Fire Away!

Our Trebuchet: 

Our design consists of 2 legs (40 cm by 13.cm) and an arm (58.5 cm by 4 cm) with a bolt attached on either side, one to pull down to launch and the other to attach rubber bands, we also have a metal axle to hold the arm in place with washers to keep the arm secure, also on our arm we have a nail to hold our projectile when being launched. On our base (86 cm by 33 cm) we also have another bolt connected to it, which holds the rubber bands in place. But the overall dimensions of our trebuchet is 86 by 33 by 66 cm.

Main selling points:

Power: The main things about our Trebuchet are the amount of rubber bands we use to maximize power and hopefully distance.

Pull back: We used a bolt attached to our arm to pull down the arm,which is a crucial part of our trebuchet because without it, it would be almost impossible to pull down, considering the force of the rubber bands.

Strudyness: since our legs and arms are rather thick and dense our strength of the wood is very good as well, which minimizes breaks and cracks.

8 Modifications:

Amount of Rubber Bands:

At the start we used a good amount of rubber band, but then we learned more rubber bands mean more power so we started to pack more and more on our trebuchet.

Size of Arm:

At the start our arm wasn't very good, it was bulky and rather heavy, so we got a new one that is way thinner and lighter weight, which is easy for the rubber bands to “fling” resulting in more distance.

Size of String:

At the start we just used a decent size clay ball, but towards the end we notice everyone is using strings attached to their projectile so we did the same, and since we now know the 3 inches it the best size for the string that's just what we did.

Size of projectile:

At the start we used any piece of clay we could find, but after the research we now know that the weight of the projectile matters greatly on how far it launches, so we used a projectile of about 5 grams. 

Decreased friction:

To decrease friction and to hopefully increase distance we widened the hole for our axle because with less friction means less energy consumed due to heat and possible further distance.

Axle height:

When we replaced the legs we also had to make a new hole for the axle, so we decided to make it higher up so the projectile will start higher which would lead to the projectile taking longer to fall, resulting in more distance.

Placement of Projectile:

At the start we use a cup to launch our projectile, but the cup would always release the projectile late or at a weird angle resulting in an unconstant distance every time, so we decide to use a string and place it at the very end of our arm, and from the placement of the projectile it lead it to launch further.

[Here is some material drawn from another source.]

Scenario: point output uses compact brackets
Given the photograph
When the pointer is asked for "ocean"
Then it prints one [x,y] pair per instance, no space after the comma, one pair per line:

Load to effort ratio of arm:

This is the hole where the axle goes through on the arm, and from our research we know that a hole in the middle for the axle would maximize our distance since the weight is equal on both sides. 

Calculations:

Mass of projectile: 0.016kg - this is the weight of the projectile that's being launched.

Horizontal distance: 21m - this is how far the projectile went. 

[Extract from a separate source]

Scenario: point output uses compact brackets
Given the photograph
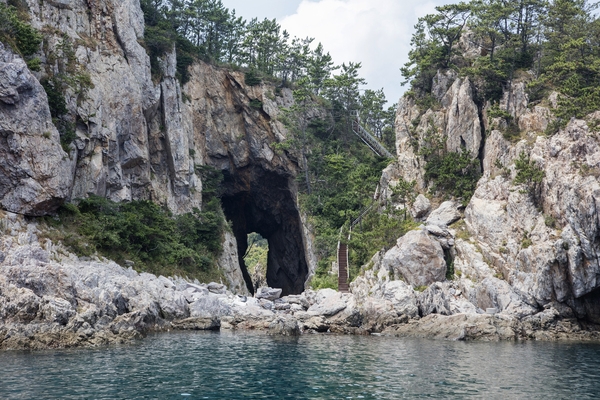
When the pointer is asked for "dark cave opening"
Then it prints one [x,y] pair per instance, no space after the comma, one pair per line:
[256,200]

Time in air: 1.7s - this is how long the projectile was in the air

Vertical distance: d = ½(9.8) (0.66)^2  = 2.1344 = 2.13m/s - this is how far it falls

Horizontal velocity: v = 21/1.7 = 12.4m/s - how fast its moving horizontally 

Vertical velocity: v = (9.8)(0.66) = 6.468m/s - how fast it's moving vertically. 

Total Velocity: (12.4^2 + 6.468^2 = 14m/s) - In all how fast it was moving.

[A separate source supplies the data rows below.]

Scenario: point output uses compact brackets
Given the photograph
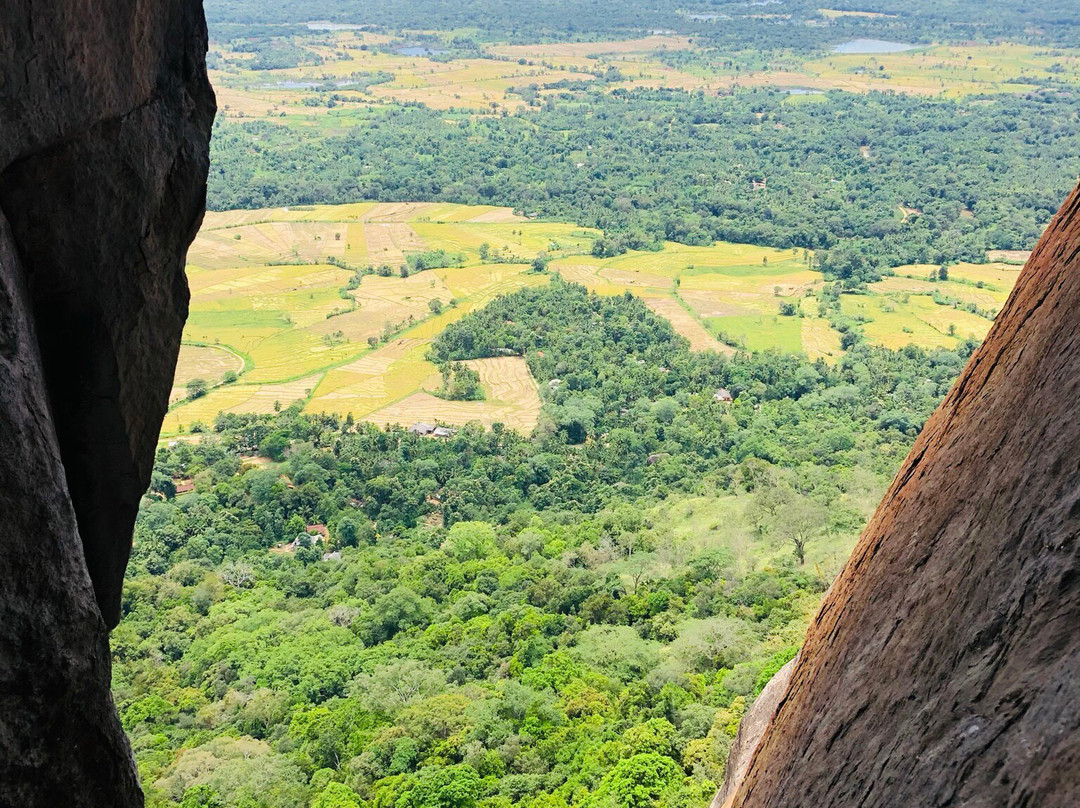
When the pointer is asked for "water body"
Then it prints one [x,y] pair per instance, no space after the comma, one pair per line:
[418,51]
[873,45]
[336,27]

Release angle: tan θ = 6.468/12.35 = 27 ° - The angle in which the projectile is launched 

Spring constant: k = 30/0.035 = 857n/m - this is how quickly it increases force 

Initial Spring Potential Energy: PE = ½(857)(0.41)^2 = 81.61J - this is energy of the ball right before its fired.

Kinetic energy of the ball: KE = ½ 0.016 x 14^2 =  1.568J - this is energy when the projectile is launched.

Percent energy converted: 1.568/81.6 = 2% - this is the amount of energy converted when launched. 

My Poster:

Reflection:

Overall the projects had its ups and downs, but I still think everything worked itself out. One thing I did well was being consistent and use my time efficiently and sufficiently and completing the proof of efficiently document on time. Another thing, I did well on was trying lead my group anytime I could to get the project done.

However, there were also a few things that didn't go as smoothly. One thing we could improve for our design is how the rubber band always either break or fly off our machine after every launch. Another thing that wasn't ideal was the thickness and length of our base, first off it made it hard to transport and plus it was difficult to get a nail to stay.